Results: The majority of patients completed Wk 16 of each study (bDMARD-naïve: 821/852 [96.4%]; TNFi-IR: 388/400 [97.0%]). Patients achieving higher ACR response thresholds demonstrated sequentially greater mean (95% CI) improvements from baseline in HAQ-DI (bDMARD-naïve: < ACR20: −0.02 [−0.06, 0.02], ACR20–< ACR50: −0.22 [−0.28, −0.15], ACR50–< ACR70: −0.42 [−0.49, −0.35], ACR70: −0.53 [−0.60, −0.45]; TNFi-IR: −0.08 [−0.14, −0.01], −0.32 [−0.40, −0.24], −0.39 [−0.49, −0.29], −0.69 [−0.79, −0.58]; Figure 1A) and PtAAP scores (bDMARD-naïve: < ACR20: −0.1 [−2.3, 2.0], ACR20–< ACR50: −21.1 [−24.0, −18.1], ACR50–< ACR70: −33.8 [−37.6, −30.0], ACR70: −48.5 [−52.1, −44.9]; TNFi-IR: −2.7 [−5.9, 0.5], −23.9 [−28.2, −19.5], −37.4 [−43.0, −31.8], −50.5 [−56.3, −44.8]; Figure 1B) in both studies.
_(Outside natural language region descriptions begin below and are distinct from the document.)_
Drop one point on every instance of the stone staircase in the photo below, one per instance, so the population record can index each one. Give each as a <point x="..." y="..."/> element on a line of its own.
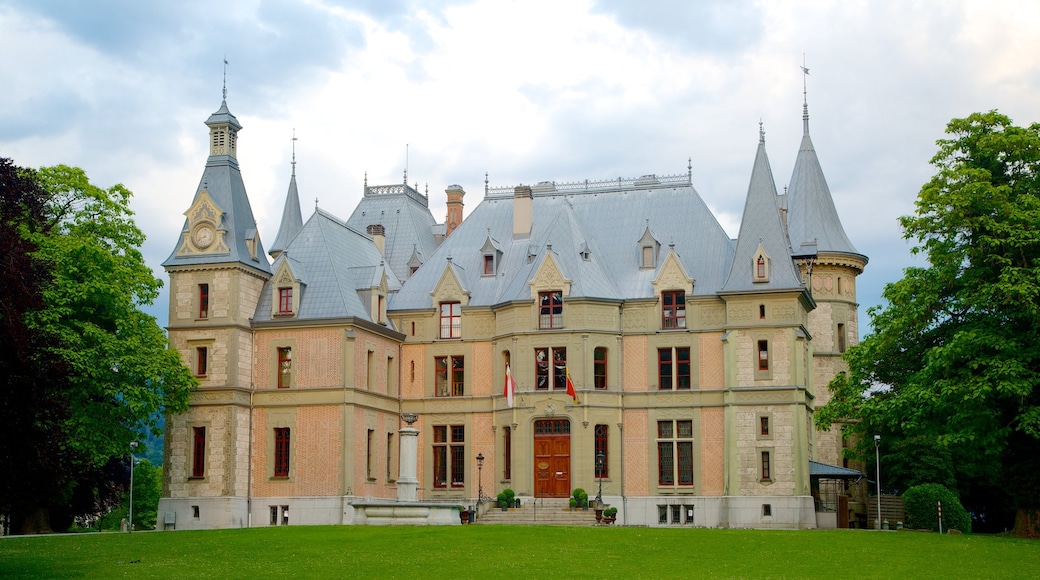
<point x="538" y="511"/>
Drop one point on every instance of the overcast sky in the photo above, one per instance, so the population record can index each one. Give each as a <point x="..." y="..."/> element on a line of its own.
<point x="525" y="90"/>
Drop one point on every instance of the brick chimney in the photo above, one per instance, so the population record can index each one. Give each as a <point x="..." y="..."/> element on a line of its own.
<point x="453" y="218"/>
<point x="522" y="203"/>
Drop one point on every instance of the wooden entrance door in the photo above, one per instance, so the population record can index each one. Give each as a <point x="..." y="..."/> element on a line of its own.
<point x="552" y="458"/>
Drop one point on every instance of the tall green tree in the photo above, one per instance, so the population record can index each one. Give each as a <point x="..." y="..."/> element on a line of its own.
<point x="954" y="354"/>
<point x="115" y="373"/>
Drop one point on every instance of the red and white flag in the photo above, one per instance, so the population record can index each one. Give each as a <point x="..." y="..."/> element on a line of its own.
<point x="511" y="387"/>
<point x="570" y="386"/>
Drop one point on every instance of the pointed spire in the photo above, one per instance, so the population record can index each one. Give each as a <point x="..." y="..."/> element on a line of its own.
<point x="761" y="236"/>
<point x="805" y="98"/>
<point x="292" y="220"/>
<point x="811" y="215"/>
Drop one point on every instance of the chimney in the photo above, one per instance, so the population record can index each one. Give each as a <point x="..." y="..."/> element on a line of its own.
<point x="453" y="219"/>
<point x="522" y="203"/>
<point x="379" y="237"/>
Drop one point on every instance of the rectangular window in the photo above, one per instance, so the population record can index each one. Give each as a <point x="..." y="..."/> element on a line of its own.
<point x="599" y="368"/>
<point x="389" y="456"/>
<point x="285" y="300"/>
<point x="368" y="453"/>
<point x="508" y="452"/>
<point x="203" y="300"/>
<point x="602" y="439"/>
<point x="550" y="310"/>
<point x="682" y="368"/>
<point x="675" y="452"/>
<point x="449" y="456"/>
<point x="282" y="451"/>
<point x="199" y="452"/>
<point x="550" y="364"/>
<point x="450" y="320"/>
<point x="674" y="369"/>
<point x="202" y="361"/>
<point x="665" y="369"/>
<point x="284" y="367"/>
<point x="450" y="374"/>
<point x="673" y="309"/>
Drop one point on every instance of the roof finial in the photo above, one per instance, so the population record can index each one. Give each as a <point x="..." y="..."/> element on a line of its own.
<point x="293" y="152"/>
<point x="406" y="164"/>
<point x="805" y="97"/>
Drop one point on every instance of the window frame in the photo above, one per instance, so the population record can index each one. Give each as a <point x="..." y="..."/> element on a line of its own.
<point x="285" y="299"/>
<point x="199" y="451"/>
<point x="452" y="381"/>
<point x="599" y="368"/>
<point x="451" y="320"/>
<point x="204" y="301"/>
<point x="554" y="359"/>
<point x="601" y="444"/>
<point x="284" y="367"/>
<point x="202" y="361"/>
<point x="673" y="310"/>
<point x="449" y="456"/>
<point x="550" y="310"/>
<point x="676" y="453"/>
<point x="283" y="442"/>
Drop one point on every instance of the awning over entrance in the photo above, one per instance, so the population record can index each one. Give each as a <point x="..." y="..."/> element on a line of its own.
<point x="824" y="471"/>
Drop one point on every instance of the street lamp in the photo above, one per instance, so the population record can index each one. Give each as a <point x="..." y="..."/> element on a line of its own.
<point x="133" y="446"/>
<point x="599" y="472"/>
<point x="877" y="460"/>
<point x="479" y="479"/>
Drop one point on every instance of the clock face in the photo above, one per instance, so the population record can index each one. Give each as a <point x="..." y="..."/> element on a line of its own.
<point x="203" y="236"/>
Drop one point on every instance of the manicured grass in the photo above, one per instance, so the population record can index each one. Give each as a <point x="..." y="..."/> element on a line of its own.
<point x="517" y="552"/>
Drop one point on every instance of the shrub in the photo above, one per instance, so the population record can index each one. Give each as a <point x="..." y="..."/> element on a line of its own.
<point x="920" y="503"/>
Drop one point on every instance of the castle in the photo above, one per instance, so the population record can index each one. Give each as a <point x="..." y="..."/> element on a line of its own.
<point x="645" y="349"/>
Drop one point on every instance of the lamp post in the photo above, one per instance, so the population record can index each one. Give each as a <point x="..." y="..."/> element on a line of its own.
<point x="133" y="446"/>
<point x="479" y="479"/>
<point x="599" y="473"/>
<point x="877" y="460"/>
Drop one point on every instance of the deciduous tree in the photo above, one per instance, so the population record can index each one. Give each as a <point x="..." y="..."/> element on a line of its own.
<point x="954" y="354"/>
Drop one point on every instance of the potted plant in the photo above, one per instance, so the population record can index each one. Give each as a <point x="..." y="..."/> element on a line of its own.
<point x="580" y="498"/>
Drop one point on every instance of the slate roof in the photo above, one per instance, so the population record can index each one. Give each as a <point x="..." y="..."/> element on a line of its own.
<point x="406" y="218"/>
<point x="811" y="214"/>
<point x="605" y="218"/>
<point x="761" y="225"/>
<point x="832" y="472"/>
<point x="336" y="262"/>
<point x="224" y="182"/>
<point x="292" y="218"/>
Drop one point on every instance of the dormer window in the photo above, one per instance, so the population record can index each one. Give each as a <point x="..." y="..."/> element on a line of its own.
<point x="285" y="300"/>
<point x="760" y="266"/>
<point x="673" y="309"/>
<point x="550" y="310"/>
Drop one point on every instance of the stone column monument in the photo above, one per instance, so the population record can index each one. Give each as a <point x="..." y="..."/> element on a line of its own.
<point x="408" y="483"/>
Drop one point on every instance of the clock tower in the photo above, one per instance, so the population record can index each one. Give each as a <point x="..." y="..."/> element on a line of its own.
<point x="216" y="271"/>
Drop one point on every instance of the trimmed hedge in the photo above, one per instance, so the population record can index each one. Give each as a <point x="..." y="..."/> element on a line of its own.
<point x="920" y="503"/>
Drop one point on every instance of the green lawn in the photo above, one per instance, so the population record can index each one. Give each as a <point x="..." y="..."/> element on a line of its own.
<point x="517" y="552"/>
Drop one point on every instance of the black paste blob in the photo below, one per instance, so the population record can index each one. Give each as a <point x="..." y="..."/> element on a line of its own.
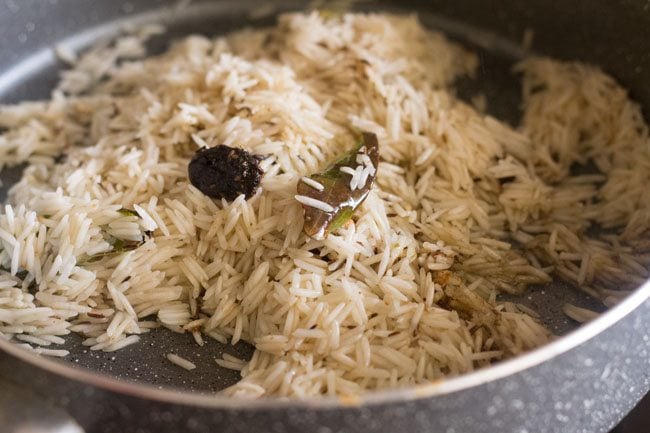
<point x="225" y="172"/>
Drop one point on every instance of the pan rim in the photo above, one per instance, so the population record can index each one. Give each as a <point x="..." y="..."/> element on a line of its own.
<point x="419" y="392"/>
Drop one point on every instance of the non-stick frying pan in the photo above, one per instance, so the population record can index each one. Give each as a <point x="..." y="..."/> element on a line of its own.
<point x="586" y="381"/>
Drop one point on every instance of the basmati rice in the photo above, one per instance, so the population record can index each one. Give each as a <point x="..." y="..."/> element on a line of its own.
<point x="112" y="240"/>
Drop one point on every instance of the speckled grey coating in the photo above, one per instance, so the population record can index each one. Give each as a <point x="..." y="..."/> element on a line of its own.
<point x="587" y="389"/>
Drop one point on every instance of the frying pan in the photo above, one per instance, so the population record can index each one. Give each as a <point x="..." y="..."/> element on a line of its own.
<point x="585" y="381"/>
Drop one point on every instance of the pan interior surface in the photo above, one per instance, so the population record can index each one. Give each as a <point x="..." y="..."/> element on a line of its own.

Similar results were seen with MDA and DAPSA (Figure 1). Patients achieving ≥PASI50 also exhibited greater improvements versus the < PASI50 group in both studies (Figure 1).

Conclusion: Patients with active PsA who achieved increasingly stringent disease control criteria at Wk 16, as evaluated by clinicians, reported greater improvements in their HAQ-DI (physical function) and PtAAP (pain) scores, regardless of whether they were bDMARD-naïve (BE OPTIMAL) or TNFi-IR (BE COMPLETE).

Disclosures: J. Walsh, AbbVie, Amgen, Lilly, Novartis, Pfizer, UCB, Celgene, Janssen, Merck; L. Coates, AbbVie, Amgen, Boehringer-Ingelheim, Bristol-Myers Squibb (BMS), Eli Lilly, Gilead, Galapagos, Janssen, Medac, Novartis, Pfizer, UCB, Celgene, Biogen, Moonlake, GlaxoSmithKlein (GSK); P. Mease, AbbVie, Amgen, Janssen, Novartis, Pfizer Inc, UCB, Sun Pharma, Eli Lilly, Bristol-Myers Squibb(BMS), Celgene, Genentech; J. Merola, Novartis, Pfizer, Sun Pharma, UCB Pharma, Bristol-Myers Squibb(BMS), AbbVie, Dermavant, Eli Lilly, Janssen, Arena, Biogen; P. Nash, AbbVie, Eli Lilly, Janssen, Gilead, Bristol-Myers Squibb (BMS), Celgene; A. Ogdie, AbbVie, Amgen, Novartis, Pfizer Inc, Bristol-Myers Squibb, Celgene, Janssen, CorEvitas, Gilead Sciences, Eli Lilly, GlaxoSmithKline, Happify Health, UCB; W. Tillett, AbbVie, Amgen, Eli Lilly, Janssen, MSD, Novartis, Pfizer, UCB; P. Gisondi, AbbVie, Abiogen, Almirall, Celgene, Eli Lilly, Janssen, LEO Pharma, Merck/MSD, Novartis, Otsuka, Pfizer, Pierre Fabre, Sanofi, UCB Pharma; B. Ink, UCB Pharma, GlaxoSmithKlein(GSK); D. Assudani, UCB Pharma; R. Bajracharya, UCB Pharma; J. Lambert, UCB Pharma; V. Taieb, UCB Pharma; D. Willems, UCB Pharma; L. Erik, AbbVie/Abbott, Amgen, Biogen, Bristol-Myers Squibb(BMS), Eli Lilly, Gilead, Janssen, Merck/MSD, Novartis, Novo Nordisk, Pfizer, UCB Pharma.